- Born: 1911 Winchcombe, Gloucestershire
- Died: 1994 (aged 82–83)
- Known for: Engraving, painting

= John Kingsley Cook =

English artist and engraver (1911–1994)

John Kingsley Cook (1911-1994) was an English artist, teacher and wood engraver.

==Biography==
Cook was born in Winchcombe in Gloucestershire in 1911, son of Henry Arnold Cook, a Congregational minister. In 1913, on Henry's appointment as minister of Rook Lane Chapel, the family relocated to Frome in Somerset. John attended Frome School of Art and Science, where he excelled, being described by the local newspaper as a "brilliant pupil". He left in 1928 to attend the Royal Academy Schools in London, where he was taught by both Walter Thomas Monnington and Walter Westley Russell. At the RA, Cook won a gold medal and a travelling scholarship. He went on to study at the Central School of Art and Crafts, specialising in wood engraving under the direction of Noel Rooke. In 1939, for the book publisher Harrap, he illustrated The Teamsmen by Crichton Porteous.

During World War II, Cook served as a wireless operator in the Merchant Navy. Cook was shipwrecked in October 1941 and spent several days in an open boat in the Mediterranean when his ship, the Empire Guillemot, en route from Malta, was attacked and sunk. Cook was then held captive in prisoner-of-war camps in Algeria for a year until the Allied landings in North Africa liberated the camps. Both while at sea and in the camps, Cook continued to sketch and, when possible, paint. In due course, the War Artists' Advisory Committee acquired some nine examples of these works and they are now held in the Imperial War Museum in London. After a period of recuperation, Cook rejoined the Merchant Navy and served on refuelling tankers in the Mediterranean until the war ended.

When his war service ended in 1945, Cook settled in Edinburgh and taught graphic design and engraving at the Edinburgh College of Art, where he also lectured on the history of art.

In 1958 he created the mosaic wall at the Lady Altar in the newly built St Teresa's Church in Dumfries.
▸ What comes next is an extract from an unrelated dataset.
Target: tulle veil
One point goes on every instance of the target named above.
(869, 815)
Working in situ and with three assistants, it was completed in three weeks.

In 1960 he was appointed Head of Design at the College, a post he held until his retirement in 1971. In Edinburgh, Cook had a number of solo exhibitions at both the Demarco Gallery and at Open Eye Gallery but also showed in London including at the Gallery Upstairs at the Royal Academy. Cook toured a show of images called Microcosm and also produced a volume of poems and wood engravings entitled Aftermath, based on drawings made in Bristol and London after war-time air raids on those cities. Cook added a postscript, entitled The Greening to the volume in 1984. Later in life, Cook turned to a more abstract style of painting and also created large works on ecological themes.

A memorial show to Cook was held in 1995 at the Edinburgh College of Art and a retrospective exhibition was held at the Open Eye Gallery in 1999. Cook's wartime sketches were included in the War Artists At Sea exhibition mounted at the National Maritime Museum in Greenwich in 2014. A number of retrospective drawings Cook made, in the 1960s, of his wartime experiences are also held at Greenwich.